She immediately steps out to embrace both girls into a hug, and then she ushers them in. Jackie’s senses are flooded by the smell of cigarette smoke mixing with Lottie’s expensive perfume, the cosy orange light coming from the front room where the gathering is happening, and by the inviting bright white light in the kitchen where Jackie spots an array of some very strong alcoholic beverages.
“So, everyone is just in there,” Lottie points to the room with the orange glow, where laughter is pouring out of. “But if you wanna grab a drink from the kitchen first, help yourselves. Oh! And I know you can probably smell smoke, but if you wanna have anything other than tobacco I have to ask that you do it in the back.”
Jackie bets that Natalie was the only girl who got that word of warning upon entry. She bites back a laugh.
“Sure, Lot,” Natalie smiles.
And then Lottie heads back into the front room. Natalie takes a deep breath, placing her hand on Jackie’s shoulder. Jackie’s eyes finally snap away from the room.
“Shall we go get drunk?”
Jackie has her back to the door, eyeballing her rum to coke ratio into a little red cup. Natalie is behind her, still eyeing up the drinks options on the island.
They’re in a steady flow of conversation about absolutely nothing when all of a sudden…
“I don’t think that’s what it was about–oh,” Natalie trails off.
Jackie stops what she’s doing, her joints seizing all of a sudden at the sound of footsteps.
“Hey Shauna,” Natalie announces (for Jackie’s benefit). “How’s things?”
Oh, Jackie can smell her now. Past the smoke on her own hair, past the alcohol on her own breath. Shauna’s perfume fills the air.
“Oh, you know,” Shauna says, and Jackie thinks her voice still sounds the same. Which, of course it does, because it’s only been fourteen months, but to Jackie it feels like fourteen years. “Same old.”
Natalie nods along, eyeballs her drink and turns to face Jackie (who still hasn’t turned around). “You ready to come in, Jackie?”
“Um,” Jackie jumps back into action, pouring more rum into her cup. She takes a big sip. “Yeah, sure,”
And then she turns around, and there is Shauna, and their eyes lock immediately.

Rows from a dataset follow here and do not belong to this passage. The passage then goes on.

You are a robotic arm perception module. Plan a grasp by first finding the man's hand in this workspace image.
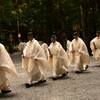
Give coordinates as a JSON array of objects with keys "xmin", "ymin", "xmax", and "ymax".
[
  {"xmin": 71, "ymin": 50, "xmax": 75, "ymax": 53},
  {"xmin": 50, "ymin": 54, "xmax": 53, "ymax": 58},
  {"xmin": 22, "ymin": 55, "xmax": 25, "ymax": 58}
]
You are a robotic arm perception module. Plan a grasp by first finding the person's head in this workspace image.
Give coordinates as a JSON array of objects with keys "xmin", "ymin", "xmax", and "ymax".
[
  {"xmin": 27, "ymin": 32, "xmax": 33, "ymax": 41},
  {"xmin": 51, "ymin": 35, "xmax": 57, "ymax": 43},
  {"xmin": 65, "ymin": 37, "xmax": 68, "ymax": 41},
  {"xmin": 73, "ymin": 32, "xmax": 78, "ymax": 40},
  {"xmin": 96, "ymin": 31, "xmax": 100, "ymax": 37}
]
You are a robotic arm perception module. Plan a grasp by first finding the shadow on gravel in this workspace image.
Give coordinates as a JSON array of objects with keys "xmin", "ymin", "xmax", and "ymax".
[
  {"xmin": 22, "ymin": 82, "xmax": 48, "ymax": 88},
  {"xmin": 48, "ymin": 76, "xmax": 71, "ymax": 80},
  {"xmin": 32, "ymin": 82, "xmax": 48, "ymax": 86},
  {"xmin": 0, "ymin": 93, "xmax": 16, "ymax": 99},
  {"xmin": 71, "ymin": 71, "xmax": 92, "ymax": 75},
  {"xmin": 91, "ymin": 65, "xmax": 100, "ymax": 67}
]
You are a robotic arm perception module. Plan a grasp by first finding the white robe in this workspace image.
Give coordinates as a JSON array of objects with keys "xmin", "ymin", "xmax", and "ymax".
[
  {"xmin": 18, "ymin": 42, "xmax": 26, "ymax": 52},
  {"xmin": 90, "ymin": 37, "xmax": 100, "ymax": 64},
  {"xmin": 0, "ymin": 43, "xmax": 18, "ymax": 90},
  {"xmin": 22, "ymin": 39, "xmax": 48, "ymax": 82},
  {"xmin": 49, "ymin": 42, "xmax": 69, "ymax": 77},
  {"xmin": 41, "ymin": 43, "xmax": 48, "ymax": 59},
  {"xmin": 66, "ymin": 40, "xmax": 71, "ymax": 57},
  {"xmin": 70, "ymin": 38, "xmax": 90, "ymax": 71}
]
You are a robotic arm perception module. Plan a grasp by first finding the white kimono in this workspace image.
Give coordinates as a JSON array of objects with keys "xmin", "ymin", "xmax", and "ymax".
[
  {"xmin": 90, "ymin": 37, "xmax": 100, "ymax": 65},
  {"xmin": 18, "ymin": 42, "xmax": 27, "ymax": 52},
  {"xmin": 49, "ymin": 42, "xmax": 69, "ymax": 77},
  {"xmin": 0, "ymin": 43, "xmax": 17, "ymax": 90},
  {"xmin": 66, "ymin": 40, "xmax": 71, "ymax": 57},
  {"xmin": 22, "ymin": 39, "xmax": 48, "ymax": 82},
  {"xmin": 70, "ymin": 38, "xmax": 90, "ymax": 72},
  {"xmin": 41, "ymin": 43, "xmax": 48, "ymax": 59}
]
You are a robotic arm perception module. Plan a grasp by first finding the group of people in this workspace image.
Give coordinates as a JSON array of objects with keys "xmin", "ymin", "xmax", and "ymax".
[{"xmin": 0, "ymin": 31, "xmax": 100, "ymax": 93}]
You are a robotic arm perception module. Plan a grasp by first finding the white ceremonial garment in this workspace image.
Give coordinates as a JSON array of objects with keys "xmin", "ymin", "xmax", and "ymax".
[
  {"xmin": 48, "ymin": 41, "xmax": 69, "ymax": 77},
  {"xmin": 18, "ymin": 42, "xmax": 27, "ymax": 52},
  {"xmin": 90, "ymin": 36, "xmax": 100, "ymax": 65},
  {"xmin": 66, "ymin": 40, "xmax": 71, "ymax": 58},
  {"xmin": 0, "ymin": 43, "xmax": 18, "ymax": 90},
  {"xmin": 22, "ymin": 39, "xmax": 48, "ymax": 82},
  {"xmin": 70, "ymin": 38, "xmax": 90, "ymax": 71},
  {"xmin": 41, "ymin": 43, "xmax": 48, "ymax": 59}
]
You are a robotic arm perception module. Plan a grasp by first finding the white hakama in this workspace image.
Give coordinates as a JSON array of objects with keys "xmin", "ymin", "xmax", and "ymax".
[
  {"xmin": 0, "ymin": 44, "xmax": 17, "ymax": 90},
  {"xmin": 70, "ymin": 38, "xmax": 90, "ymax": 72},
  {"xmin": 90, "ymin": 37, "xmax": 100, "ymax": 65},
  {"xmin": 41, "ymin": 43, "xmax": 48, "ymax": 59},
  {"xmin": 49, "ymin": 42, "xmax": 69, "ymax": 77},
  {"xmin": 22, "ymin": 39, "xmax": 48, "ymax": 83}
]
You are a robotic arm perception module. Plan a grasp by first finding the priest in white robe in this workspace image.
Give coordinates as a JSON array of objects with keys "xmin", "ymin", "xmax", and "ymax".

Her hair is a little longer, her face a little wider. She looks older, in the best way.
Her lips are the prettiest shade of pink, accentuating the rosiness of her cheeks from the warmth of the house.
She’s wearing a white t-shirt and jeans, so simple yet so elegant. She looks like an adult, whilst Jackie looks like a teenage girl who is trying too hard.
Shauna has progressed, and Jackie has been left behind.
“Hi, Jax.” Shauna greets her softly.
Jackie swallows. Blinks. “Hey,”
It’s done, words have been spoken, time has done its thing.
Hasn’t it?
“I, um, I’ll meet you guys in there,” Natalie stutters, and Shauna moves out of the way of the door and then Natalie is gone and there is only an island between the two of them.
Jackie feels small in Shauna’s presence.
“How’ve you been?” Shauna moves closer to the kitchen counter, to Jackie.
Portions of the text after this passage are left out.